According to CEO Rami Schwartz, ExaStor CDP integrates replication with the ability to capture block-level changes continually. By performing the tasks in this manner, the system captures only the portions of the files that have changed, speeding up performance. The system also allows users to move backward in time to any known recovery point before a data catastrophe, and can fully reconstruct the data from the CDP image in combination with a previously replicated copy of primary data, he said.
Finally, Idealstor, of Gaithersburg, Md., has added CDP capabilities for Windows servers to the latest version of its Ibac data protection software. Like previous versions, Ibac 4.0 backs up only changed files, completes a high-speed data copy in its native format and requires no agents to be installed on any remote servers to be backed up.
As the prominence of CDP technology increases, its value becomes more accepted, Babineau said.
“There have been CDP vendors in the marketplace for a while now, and customers are starting to realize the benefits of not having to rely on point-in-time copies but rather recovered data up to the last transaction or last change,” he said. “When you start to allocate budget dollars to data protection software, you start to look at ways you can reduce your risk of data loss, and one of ways you can do that is invent an extremely expensive disaster recovery/remote replication solution, or you can look at the emerging technology such as CDP.”
The recent rash of CDP announcements also indicates the technologys growing importance to the market.
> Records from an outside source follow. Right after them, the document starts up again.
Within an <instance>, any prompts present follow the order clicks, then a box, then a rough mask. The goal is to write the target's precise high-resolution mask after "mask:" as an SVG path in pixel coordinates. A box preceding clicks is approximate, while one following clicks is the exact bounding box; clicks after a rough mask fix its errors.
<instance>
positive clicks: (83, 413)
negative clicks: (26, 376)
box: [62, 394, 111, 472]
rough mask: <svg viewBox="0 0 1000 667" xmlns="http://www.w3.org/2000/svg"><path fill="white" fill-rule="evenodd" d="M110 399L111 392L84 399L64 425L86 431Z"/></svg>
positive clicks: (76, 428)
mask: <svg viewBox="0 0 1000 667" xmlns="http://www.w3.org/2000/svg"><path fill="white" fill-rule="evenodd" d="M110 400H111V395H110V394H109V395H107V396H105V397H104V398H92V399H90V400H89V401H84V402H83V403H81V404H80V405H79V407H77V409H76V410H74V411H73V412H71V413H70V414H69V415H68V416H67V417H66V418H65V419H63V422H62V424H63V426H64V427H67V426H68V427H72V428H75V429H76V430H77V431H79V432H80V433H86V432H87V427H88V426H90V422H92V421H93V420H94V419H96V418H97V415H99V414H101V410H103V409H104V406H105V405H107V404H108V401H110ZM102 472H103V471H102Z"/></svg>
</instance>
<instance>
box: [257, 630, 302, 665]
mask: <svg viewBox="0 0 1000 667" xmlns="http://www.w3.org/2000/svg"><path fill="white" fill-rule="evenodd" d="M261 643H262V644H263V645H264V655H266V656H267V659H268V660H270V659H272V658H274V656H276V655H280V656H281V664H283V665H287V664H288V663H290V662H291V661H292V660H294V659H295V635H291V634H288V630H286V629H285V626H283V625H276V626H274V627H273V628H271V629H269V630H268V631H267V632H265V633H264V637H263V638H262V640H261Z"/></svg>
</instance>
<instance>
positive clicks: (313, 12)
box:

An October 2005 study from market research firm IDC, based in Framingham, Mass., indicated that even though many storage administrators admit that they have limited knowledge about CDP products, about 64 percent say that they either are currently using them, plan to use them within 12 months or are evaluating them.
All of this clearly indicates the growing importance of CDP to both users and vendors.
“Were starting to see CDP functionality as part of an overall data protection portfolio strategy from the vendor, and were starting to see customers look to bolt on innovative ways to reduce data exposure,” Babineau said.
And as enterprise storage vendors like EMC and CA announce CDP acquisitions, as well as partnerships and OEM agreements that involve CDP, companies become more comfortable with the idea.
“Companies see that enterprise vendors are putting their stamp of approval on this type of technology, so they start thinking that maybe they should evaluate it as part of their data protection strategy in-house,” he said.